For that reason, the proposals emerging from the Berkman Center are attracting enormous interest. A conference in September sponsored by the center drew representatives from Microsoft and Intel, among others. In November, Nesson and Fisher met in Los Angeles with executives from a number of movie studios as well as the head of the Recording Industry Association of America. In April, Nesson hosted a conference at HLS, which included a select group of scholars, artists, engineers, lawyers and businesspeople. And the proposals in Fisher's forthcoming book, "Promises to Keep: Technology, Law, and the Future of Entertainment," which is excerpted on his Web site and slated for publication in August, have already received significant notice in The Wall Street Journal, The New York Times, Los Angeles Times and The Economist, as well as various online journals.
"It's gotten a lot more attention than anything [else] I've written," he says.
So what exactly are their suggestions for solving the piracy problem? Fisher offers a radical plan that would replace the copyright system with a government-administered compensation plan, funded by a tax on hardware and other systems used to play digital music. Downloading and copying would be legal, but artists and producers would still make money. Nesson's model, which he calls "Speed Bumps," tries to improve the legal commercial market by making downloading cheap and attractive while diminishing the quality of illegal downloading. Zittrain isn't proposing a solution of his own but has worked with the other two to hone their proposals.

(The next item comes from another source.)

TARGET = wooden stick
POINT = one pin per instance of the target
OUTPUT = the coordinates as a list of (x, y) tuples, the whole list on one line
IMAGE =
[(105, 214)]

"At the core," Zittrain says, "Terry's and Charlie's ideas meet--both anticipate a situation where people are paying money on a bulk subscription model." While Fisher's model embeds these fees within Internet service provider subscriptions, blank CD sales and other existing digital expenses, Nesson's would push people into a fee-based system like iTunes by making it more difficult to use peer-to-peer networks. "For straight music consumption, they're really arriving at the same thing," Zittrain says, "though Fisher's plan anticipates that consumers can create their own new works using others' old ones." For his part, Zittrain isn't convinced the status quo is untenable. For one thing, he says, the liability of ISPs for facilitating peer-to-peer transfers is "surprisingly unclear," despite broad statutory immunities, and has yet to be battled out in the courts--something the recording lobby is likely to start pushing soon.
All three agree on this, though: The entertainment industry's favored approach, called "Total Control," should be avoided. At its extremes, Total Control wants to build encryption into hardware that would refuse to run unrecognized or illegal programs. (Indeed, the entertainment industry has even considered such extreme measures as creating viruses that would erase the hard drive of any computer that attempted illegal downloading.)
Not only is there serious skepticism about whether it's technologically possible to prevent piracy, but the approach raises concerns about destroying the openness and flexibility of the Internet. Yet Nesson predicts that Microsoft, for one, will make a huge push for it; moreover, he believes Total Control has a greater likelihood of success than Fisher's tax scheme. In the gap between those two extremes stands Speed Bumps.
"It's actually going to be interesting if the Total Control model looms in a realistic way in the future," Nesson says. "Then I think we may see a lot of movement on the side of those who, at the moment, turn up their noses at Speed Bumps. Suddenly, reforms of the existing system won't seem as bad, I think."